Milbank also is upset that some lawmakers don’t want welfare benefits spent on frivolous things.

…the Kansas legislature passed House Bill 2258, punishing the poor by limiting their cash withdrawals of welfare benefits to $25 per day and forbidding them to use their benefits “in any retail liquor store, casino, gaming establishment, jewelry store, tattoo parlor, massage parlor, body piercing parlor, spa, nail salon, lingerie shop, tobacco paraphernalia store, vapor cigarette store, psychic or fortune telling business, bail bond company, video arcade, movie theater, swimming pool, cruise ship, theme park, dog or horse racing facility, pari-mutuel facility, or sexually oriented business . . . or in any business or retail establishment where minors under age 18 are not permitted.” …another state that prohibits welfare funds for cruise ships is true-blue Massachusetts.

Again, I have to ask why it’s unreasonable for taxpayers to put limits on how welfare funds are spent?

Setting aside my desire to get Washington out of the business of maintaining a welfare state, shouldn’t the people paying the bills have some right to decide whether they want recipients going to massage parlors and casinos?

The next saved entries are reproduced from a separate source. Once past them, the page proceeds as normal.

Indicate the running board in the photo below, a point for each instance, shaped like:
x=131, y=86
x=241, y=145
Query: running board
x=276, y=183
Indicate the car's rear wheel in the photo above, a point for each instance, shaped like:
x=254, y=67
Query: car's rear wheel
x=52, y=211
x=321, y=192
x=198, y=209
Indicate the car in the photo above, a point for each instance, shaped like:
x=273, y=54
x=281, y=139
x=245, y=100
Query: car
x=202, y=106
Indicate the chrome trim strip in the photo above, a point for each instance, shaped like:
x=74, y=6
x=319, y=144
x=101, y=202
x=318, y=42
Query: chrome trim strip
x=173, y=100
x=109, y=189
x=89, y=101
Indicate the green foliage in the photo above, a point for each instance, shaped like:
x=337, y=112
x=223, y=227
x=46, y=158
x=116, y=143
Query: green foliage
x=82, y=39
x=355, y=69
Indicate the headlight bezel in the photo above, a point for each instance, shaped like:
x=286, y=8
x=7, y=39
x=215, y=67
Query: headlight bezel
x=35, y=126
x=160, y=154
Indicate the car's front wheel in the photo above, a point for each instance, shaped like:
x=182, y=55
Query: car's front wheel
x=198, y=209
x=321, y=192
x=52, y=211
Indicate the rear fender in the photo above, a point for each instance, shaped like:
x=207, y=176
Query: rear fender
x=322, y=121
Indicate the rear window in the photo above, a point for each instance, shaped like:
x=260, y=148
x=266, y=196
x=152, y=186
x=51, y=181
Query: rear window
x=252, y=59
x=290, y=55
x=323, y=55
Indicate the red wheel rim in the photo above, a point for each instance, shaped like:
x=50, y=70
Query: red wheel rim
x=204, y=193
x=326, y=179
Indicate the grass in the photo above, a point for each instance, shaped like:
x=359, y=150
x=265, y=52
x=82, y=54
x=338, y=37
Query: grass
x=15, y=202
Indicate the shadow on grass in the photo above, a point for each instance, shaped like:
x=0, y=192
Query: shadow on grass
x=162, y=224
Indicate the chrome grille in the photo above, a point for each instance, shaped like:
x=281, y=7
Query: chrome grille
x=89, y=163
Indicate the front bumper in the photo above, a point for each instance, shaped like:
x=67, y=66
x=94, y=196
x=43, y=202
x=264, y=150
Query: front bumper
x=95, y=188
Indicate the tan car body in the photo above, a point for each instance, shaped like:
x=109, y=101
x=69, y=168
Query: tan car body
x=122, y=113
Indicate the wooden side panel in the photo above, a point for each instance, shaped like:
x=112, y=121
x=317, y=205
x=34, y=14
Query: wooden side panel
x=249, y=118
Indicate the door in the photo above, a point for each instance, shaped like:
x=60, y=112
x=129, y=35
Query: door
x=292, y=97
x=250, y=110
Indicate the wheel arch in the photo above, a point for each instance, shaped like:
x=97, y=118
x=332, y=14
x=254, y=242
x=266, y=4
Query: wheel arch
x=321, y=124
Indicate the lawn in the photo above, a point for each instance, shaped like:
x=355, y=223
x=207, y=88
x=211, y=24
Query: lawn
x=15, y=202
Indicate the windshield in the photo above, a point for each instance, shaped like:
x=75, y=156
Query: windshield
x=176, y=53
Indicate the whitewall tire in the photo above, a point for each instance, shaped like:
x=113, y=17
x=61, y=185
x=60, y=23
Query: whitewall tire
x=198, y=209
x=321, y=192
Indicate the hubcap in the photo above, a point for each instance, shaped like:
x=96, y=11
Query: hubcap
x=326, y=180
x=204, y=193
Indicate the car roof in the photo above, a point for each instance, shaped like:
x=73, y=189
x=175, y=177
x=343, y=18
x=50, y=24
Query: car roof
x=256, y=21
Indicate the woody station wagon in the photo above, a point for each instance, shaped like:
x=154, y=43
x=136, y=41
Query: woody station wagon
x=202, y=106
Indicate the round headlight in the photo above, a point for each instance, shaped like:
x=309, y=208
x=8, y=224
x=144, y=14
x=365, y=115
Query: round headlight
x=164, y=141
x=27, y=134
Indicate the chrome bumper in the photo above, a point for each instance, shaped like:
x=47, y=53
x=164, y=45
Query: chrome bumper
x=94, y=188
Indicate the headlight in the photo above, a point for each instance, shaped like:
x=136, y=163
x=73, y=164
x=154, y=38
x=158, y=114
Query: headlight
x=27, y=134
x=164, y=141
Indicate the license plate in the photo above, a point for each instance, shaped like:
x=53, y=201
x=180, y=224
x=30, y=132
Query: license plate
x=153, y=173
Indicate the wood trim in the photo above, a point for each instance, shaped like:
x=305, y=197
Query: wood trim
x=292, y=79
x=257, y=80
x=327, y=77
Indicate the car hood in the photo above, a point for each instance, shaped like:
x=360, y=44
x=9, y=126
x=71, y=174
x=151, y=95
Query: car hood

Let’s now look at a very real-world example of how our friends on the left are trying to make dependency easier and more respectable.

They now want to make it easier and less discomforting for folks to get food stamps. Here are some excerpts from a story in the Daily Caller.

A report from the U.S. Department of Agriculture (USDA) looked at whether it should get rid of in-person interviews for those who apply to receive benefits under the Supplemental Nutrition Assistance Program (SNAP), which is commonly known as food stamps. …the USDA with the Food and Nutrition Service (FNS) conducted a limited real-world test to see if the in-person interviews are needed.

The report looks at test cases in Utah and Oregon to gauge the impact on “client and worker outcomes,” but obviously didn’t consider the impact on taxpayers.

The report says that the increase of participants from 17 million in 2000 to nearly 47 million recipients in 2014 is one reason why the application process should be made easier and less costly, but others have argued that more relaxed entry requirements into the program are the very reason it has expanded so much.

The latter group is correct. If people can sign up for freebies over the phone, with very weak verification procedures, then it should go without saying that the burden on taxpayers will grow even faster.

And for purposes of our discussion today, this proposal would make it even easier for people to become dependents. The government already has turned food stamps into a welfare-state version of a debit card, which means that recipients feel less conspicuous about relying on taxpayers. Now they wouldn’t even have to visit a food stamp office when first signing up for the system!

The bottom line is that it will be very healthy for our nation if most people feel reluctant and/or embarrassed to become wards of the state.

Fortunately, there are some folks who already have this self-reliant streak. Here’s a blurb from some analysis by Angela Rachidi for the American Enterprise Institute.

…research shows that a sizeable number of eligible people do not participate in SNAP because they do not want government assistance. According to a 2003 USDA report on the subject, 27% of eligible non-participants indicated that they would not enroll in the program even if they were assured they were eligible. The report cited the desire to feel independent as the primary driver in not wanting benefits.

Thank goodness there are still a non-trivial number of Americans who don’t want to mooch off taxpayers.

By the way, you may be shocked to learn that the people of California are the least likely to sign up for food stamps.

Too bad the folks in Maine, Oregon, Vermont, and Washington don’t have the same spirit of self reliance.

Heck, Vermont’s already famous for having the top spot in the Moocher Index.

P.S. While Dana Milbank apparently thinks there shouldn’t be any restrictions on food stamps, most taxpayers probably won’t be pleased to see these examples of their money being misspent.

Then Mr. Milbank can start investigating other examples of fraud, starting with Medicaid and the disability program.